Scottish CND invites you to take part in our Poetry Against the Bomb competition, from Monday 16 August until Sunday 19 September.
Following a moving commemoration of the bombings of Hiroshima and Nagasaki (watch it again here), which demonstrated the power of poetry and reflection to give voice to grief, to inspire action, and to bring us face to face with the true human cost of nuclear weapons and war, we are opening a poetry competition to address the history and the present reality of nuclear weapons and nuclear tests here in the UK. This is especially important with the anniversary of the UK’s first nuclear test coming up, while the UK government continues to ignore the human and planetary cost of its actions, and still pursues increased nuclear force.

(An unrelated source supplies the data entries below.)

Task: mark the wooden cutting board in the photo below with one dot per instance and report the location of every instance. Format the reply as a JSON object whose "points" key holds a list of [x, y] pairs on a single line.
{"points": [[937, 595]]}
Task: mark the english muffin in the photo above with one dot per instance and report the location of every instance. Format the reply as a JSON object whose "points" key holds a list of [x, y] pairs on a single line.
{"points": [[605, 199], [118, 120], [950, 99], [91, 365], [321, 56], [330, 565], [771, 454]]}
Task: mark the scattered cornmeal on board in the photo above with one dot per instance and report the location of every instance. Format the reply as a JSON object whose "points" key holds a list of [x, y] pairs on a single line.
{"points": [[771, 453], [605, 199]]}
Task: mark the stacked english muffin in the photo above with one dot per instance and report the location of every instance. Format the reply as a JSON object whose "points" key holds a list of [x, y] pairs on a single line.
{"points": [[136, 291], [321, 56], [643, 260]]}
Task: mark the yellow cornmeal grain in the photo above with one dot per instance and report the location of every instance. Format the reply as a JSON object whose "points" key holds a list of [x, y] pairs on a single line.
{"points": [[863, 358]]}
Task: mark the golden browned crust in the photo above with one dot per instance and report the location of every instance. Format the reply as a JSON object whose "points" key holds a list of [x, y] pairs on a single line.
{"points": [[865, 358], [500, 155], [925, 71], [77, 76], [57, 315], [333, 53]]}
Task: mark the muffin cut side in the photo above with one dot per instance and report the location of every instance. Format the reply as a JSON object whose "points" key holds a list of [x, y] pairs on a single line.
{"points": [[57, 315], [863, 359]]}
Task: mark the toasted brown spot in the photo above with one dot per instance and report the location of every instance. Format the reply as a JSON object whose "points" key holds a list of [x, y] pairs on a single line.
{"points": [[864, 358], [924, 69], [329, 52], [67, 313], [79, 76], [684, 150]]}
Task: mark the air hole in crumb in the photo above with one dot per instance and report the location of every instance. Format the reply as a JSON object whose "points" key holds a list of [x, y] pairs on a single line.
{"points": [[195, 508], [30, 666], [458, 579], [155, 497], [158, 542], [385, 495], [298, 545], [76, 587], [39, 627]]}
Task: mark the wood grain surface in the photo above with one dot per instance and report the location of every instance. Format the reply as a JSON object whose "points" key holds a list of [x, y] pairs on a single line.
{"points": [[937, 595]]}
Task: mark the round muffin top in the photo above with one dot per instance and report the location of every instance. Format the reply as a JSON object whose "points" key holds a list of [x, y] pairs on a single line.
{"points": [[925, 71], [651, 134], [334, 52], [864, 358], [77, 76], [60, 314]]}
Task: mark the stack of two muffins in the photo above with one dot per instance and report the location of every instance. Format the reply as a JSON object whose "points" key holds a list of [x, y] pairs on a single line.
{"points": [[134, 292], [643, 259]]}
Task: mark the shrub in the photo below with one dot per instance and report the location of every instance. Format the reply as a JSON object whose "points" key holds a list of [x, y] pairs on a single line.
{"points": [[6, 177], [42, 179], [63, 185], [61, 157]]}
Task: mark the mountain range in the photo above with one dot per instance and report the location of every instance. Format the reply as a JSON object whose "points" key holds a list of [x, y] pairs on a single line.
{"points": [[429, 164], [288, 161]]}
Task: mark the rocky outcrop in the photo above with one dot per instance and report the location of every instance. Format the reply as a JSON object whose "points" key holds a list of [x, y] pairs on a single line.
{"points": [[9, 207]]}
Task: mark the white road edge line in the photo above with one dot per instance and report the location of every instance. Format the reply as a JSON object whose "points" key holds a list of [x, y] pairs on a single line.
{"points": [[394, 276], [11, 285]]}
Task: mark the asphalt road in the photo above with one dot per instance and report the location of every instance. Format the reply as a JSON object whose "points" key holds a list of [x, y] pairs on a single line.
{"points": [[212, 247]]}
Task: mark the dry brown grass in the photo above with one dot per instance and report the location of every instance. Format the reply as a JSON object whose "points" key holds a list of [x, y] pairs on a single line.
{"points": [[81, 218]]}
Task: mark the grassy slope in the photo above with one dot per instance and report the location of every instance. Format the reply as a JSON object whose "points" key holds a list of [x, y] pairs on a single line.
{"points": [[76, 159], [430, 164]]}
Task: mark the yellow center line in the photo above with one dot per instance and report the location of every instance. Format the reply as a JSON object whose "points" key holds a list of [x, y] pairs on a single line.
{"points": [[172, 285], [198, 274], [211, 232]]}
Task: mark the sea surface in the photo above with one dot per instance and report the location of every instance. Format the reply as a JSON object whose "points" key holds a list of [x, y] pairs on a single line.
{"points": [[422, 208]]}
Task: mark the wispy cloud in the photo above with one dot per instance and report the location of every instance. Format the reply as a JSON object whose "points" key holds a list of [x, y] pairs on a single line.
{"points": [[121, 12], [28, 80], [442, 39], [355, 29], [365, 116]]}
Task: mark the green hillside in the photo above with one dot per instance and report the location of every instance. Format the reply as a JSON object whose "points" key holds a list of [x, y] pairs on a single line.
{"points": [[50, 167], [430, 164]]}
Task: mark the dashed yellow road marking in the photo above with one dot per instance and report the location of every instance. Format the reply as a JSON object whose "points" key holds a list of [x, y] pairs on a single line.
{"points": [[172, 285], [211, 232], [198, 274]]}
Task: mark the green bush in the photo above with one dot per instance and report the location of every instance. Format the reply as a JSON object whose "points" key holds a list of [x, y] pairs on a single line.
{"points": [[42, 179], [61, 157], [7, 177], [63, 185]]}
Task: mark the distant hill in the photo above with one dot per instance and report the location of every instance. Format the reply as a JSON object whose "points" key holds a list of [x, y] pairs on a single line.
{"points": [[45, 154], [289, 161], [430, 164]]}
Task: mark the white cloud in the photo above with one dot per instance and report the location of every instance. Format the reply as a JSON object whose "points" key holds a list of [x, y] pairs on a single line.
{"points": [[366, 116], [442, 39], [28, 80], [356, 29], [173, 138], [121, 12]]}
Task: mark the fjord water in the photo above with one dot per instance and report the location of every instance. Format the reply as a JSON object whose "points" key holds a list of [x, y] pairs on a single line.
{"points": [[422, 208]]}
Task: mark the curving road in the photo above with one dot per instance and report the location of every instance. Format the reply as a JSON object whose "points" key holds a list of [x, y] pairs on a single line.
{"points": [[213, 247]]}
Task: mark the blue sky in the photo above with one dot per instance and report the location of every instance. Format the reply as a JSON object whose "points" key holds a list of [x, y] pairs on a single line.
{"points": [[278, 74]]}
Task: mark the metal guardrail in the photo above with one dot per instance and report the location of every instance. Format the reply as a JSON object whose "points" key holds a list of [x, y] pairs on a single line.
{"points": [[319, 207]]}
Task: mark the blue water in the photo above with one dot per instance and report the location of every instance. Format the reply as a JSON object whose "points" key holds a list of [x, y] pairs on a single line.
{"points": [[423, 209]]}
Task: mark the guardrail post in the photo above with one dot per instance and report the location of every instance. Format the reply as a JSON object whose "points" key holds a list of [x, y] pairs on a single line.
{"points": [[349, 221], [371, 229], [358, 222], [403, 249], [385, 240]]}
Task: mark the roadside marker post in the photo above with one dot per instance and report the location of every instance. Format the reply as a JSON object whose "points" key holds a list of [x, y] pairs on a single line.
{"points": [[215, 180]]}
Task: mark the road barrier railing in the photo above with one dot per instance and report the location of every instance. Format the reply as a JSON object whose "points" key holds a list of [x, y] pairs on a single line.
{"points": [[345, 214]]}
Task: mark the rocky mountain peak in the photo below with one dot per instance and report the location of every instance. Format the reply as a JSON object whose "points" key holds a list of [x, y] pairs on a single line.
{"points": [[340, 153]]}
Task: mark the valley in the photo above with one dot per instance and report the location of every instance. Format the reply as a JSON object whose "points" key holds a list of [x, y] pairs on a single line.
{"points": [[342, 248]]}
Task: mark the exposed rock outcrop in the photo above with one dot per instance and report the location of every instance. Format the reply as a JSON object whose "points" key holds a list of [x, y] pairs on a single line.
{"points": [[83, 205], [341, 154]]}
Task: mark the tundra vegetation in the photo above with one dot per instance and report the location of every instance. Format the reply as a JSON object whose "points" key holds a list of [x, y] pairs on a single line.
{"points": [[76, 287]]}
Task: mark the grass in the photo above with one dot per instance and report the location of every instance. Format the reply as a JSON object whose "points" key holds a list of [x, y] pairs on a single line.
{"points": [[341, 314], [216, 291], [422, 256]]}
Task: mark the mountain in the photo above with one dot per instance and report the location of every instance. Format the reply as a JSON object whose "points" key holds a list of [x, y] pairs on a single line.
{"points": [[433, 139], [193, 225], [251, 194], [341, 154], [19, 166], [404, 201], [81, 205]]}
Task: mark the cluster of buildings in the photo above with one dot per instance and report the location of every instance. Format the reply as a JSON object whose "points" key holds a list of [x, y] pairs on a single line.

We are delighted that renowned anti-nuclear poet and activist Gerry Loose will head our panel of judges.
The competition is open to entrants in Scotland and beyond.
Shortlisted poems will be published in an anthology marking the legacy of the UK’s nuclear tests, and calling for peace and justice, reparation to survivors and restoration of environmental harm.
Winning poems will be read at an event on 3 October, held in solidarity with the people who have suffered at the hands of the UK’s pursuit of nuclear force since its first test in 1952, and with victims and survivors of nuclear weapons around the world.
All entrants must be 16 years old or over. There are two categories: youth (age 16-25) and adult (age 26+). We welcome entries from groups of poets as well as from individual poets.
Theme and Resources
We invite poems on the theme of ‘peace, disarmament and reparation’ – poems that respond, especially, to the UK’s ongoing pursuit of nuclear weapons, and the impact that this has had, and continues to have, on the world we all share.
To learn more about the impact of nuclear weapons, please make use of the resources on this website and on NuclearBan.scot; read the testimony of hibakusha (survivors of the nuclear bombing of Japan) and ICAN’s reports of the catastrophic harm of nuclear weapons and nuclear testing. Read about the UK’s first nuclear test at Monte Bello Island in Australia on the CTBTO website, and find out about the impact of UK tests on the people of Australia on the ICAN Australia website.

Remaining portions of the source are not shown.